Bezirksvorsteher Wolfgang Stierle hat Neubürgern bei einem Spaziergang den Stadtteil gezeigt. Kundig und in freier Rede, skizzierte Stierle Eckdaten aus Botnangs Geschichte, angereichert mit launigen Bemerkungen.

Botnang - Man sieht nur, was man weiß.“ Schon am Ausgangspunkt der Führung durch den Stadtteil durfte man an dieses Goethe-Wort denken. Denn im Bezirksrathaus setzte Wolfgang Stierle zu einer Tour d'Horizon an, die von der frühen Siedlungsgeschichte des Ortes bis mitten in die Gegenwart führte. Ideal dafür war der dritte Stock des Hauses, in dessen Flur die Ortsgeschichte beschrieben ist, und wo zudem eine kleine Dauerausstellung mit archäologischen Fundstücken aus der Römerzeit präsentiert wird.

 

Kundig und in freier Rede, skizzierte Stierle Eckdaten aus Botnangs Geschichte, angereichert mit launigen Bemerkungen: „Durch die erste urkundliche Erwähnung im Jahr 1075 ist Botnang sogar einen Tick älter als Stuttgart.“ Gleichwohl habe der Ort die 1922 erfolgte Eingemeindung aktiv betrieben. Dass im „alten Rathäusle“, heute ein privates Wohnhaus, das einstige Standesamt nun als Schlafzimmer eingerichtet ist, war nur eine von vielen Pointen.

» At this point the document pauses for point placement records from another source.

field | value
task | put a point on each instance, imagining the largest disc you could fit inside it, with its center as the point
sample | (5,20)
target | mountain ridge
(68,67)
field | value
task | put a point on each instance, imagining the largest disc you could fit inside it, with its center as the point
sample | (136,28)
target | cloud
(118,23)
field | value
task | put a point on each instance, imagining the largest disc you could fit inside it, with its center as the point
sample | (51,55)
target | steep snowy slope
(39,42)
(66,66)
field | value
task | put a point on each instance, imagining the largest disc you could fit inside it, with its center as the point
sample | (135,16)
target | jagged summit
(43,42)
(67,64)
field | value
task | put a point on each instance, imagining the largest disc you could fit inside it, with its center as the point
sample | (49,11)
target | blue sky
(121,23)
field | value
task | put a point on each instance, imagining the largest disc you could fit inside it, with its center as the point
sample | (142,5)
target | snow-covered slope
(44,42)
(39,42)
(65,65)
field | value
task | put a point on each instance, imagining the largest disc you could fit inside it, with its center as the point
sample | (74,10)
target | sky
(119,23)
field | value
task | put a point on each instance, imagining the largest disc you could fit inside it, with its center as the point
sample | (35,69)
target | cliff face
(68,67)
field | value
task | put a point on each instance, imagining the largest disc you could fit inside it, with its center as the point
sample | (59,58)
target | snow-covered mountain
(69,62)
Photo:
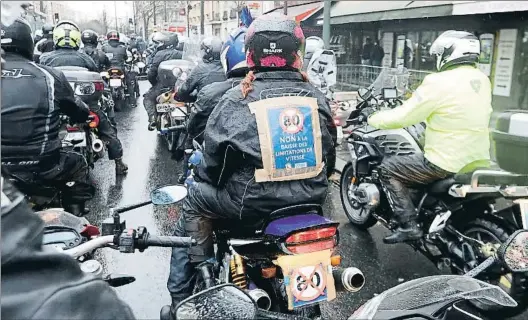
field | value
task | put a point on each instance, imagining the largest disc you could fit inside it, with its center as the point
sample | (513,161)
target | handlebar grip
(169,241)
(172,129)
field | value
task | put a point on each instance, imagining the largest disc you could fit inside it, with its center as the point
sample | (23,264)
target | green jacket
(456,106)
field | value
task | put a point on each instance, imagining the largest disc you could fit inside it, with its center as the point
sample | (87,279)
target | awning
(299,12)
(482,7)
(367,11)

Stierle vergleicht Botnang mit San Francisco

Nicht minder interessiert folgten die rund 30 Teilnehmer etwa den mit historischen Reminiszenzen angereicherten Erläuterungen zum „roten Botnang“, mit der ersten größeren Ortserweiterung im Zuge der Industrialisierung, zum Arbeiterdorf und den Wäscherinnen und Bleicherinnen, „die für Stuttgart die Wäsche gewaschen haben“. Mit kleiner Landwirtschaft, mit Obst- und Weinbau wurde das karge Einkommen aufgebessert, woran Flur- und Straßennamen mit der Endung „Halde“ erinnern. Zu den Basics zählt auch der Charakter Botnangs als Rodungsinsel einschließlich dem Grundsatz, „nur bis zum Waldrand und nicht weiter zu bauen“. Dass Botnang „kein einziger Baum ringsum gehört“, ist der folgenreichen Kuckucks-Saga geschuldet. Eine Ur-Erzählung, mit der Neubürger selbstredend vertraut gemacht werden müssen.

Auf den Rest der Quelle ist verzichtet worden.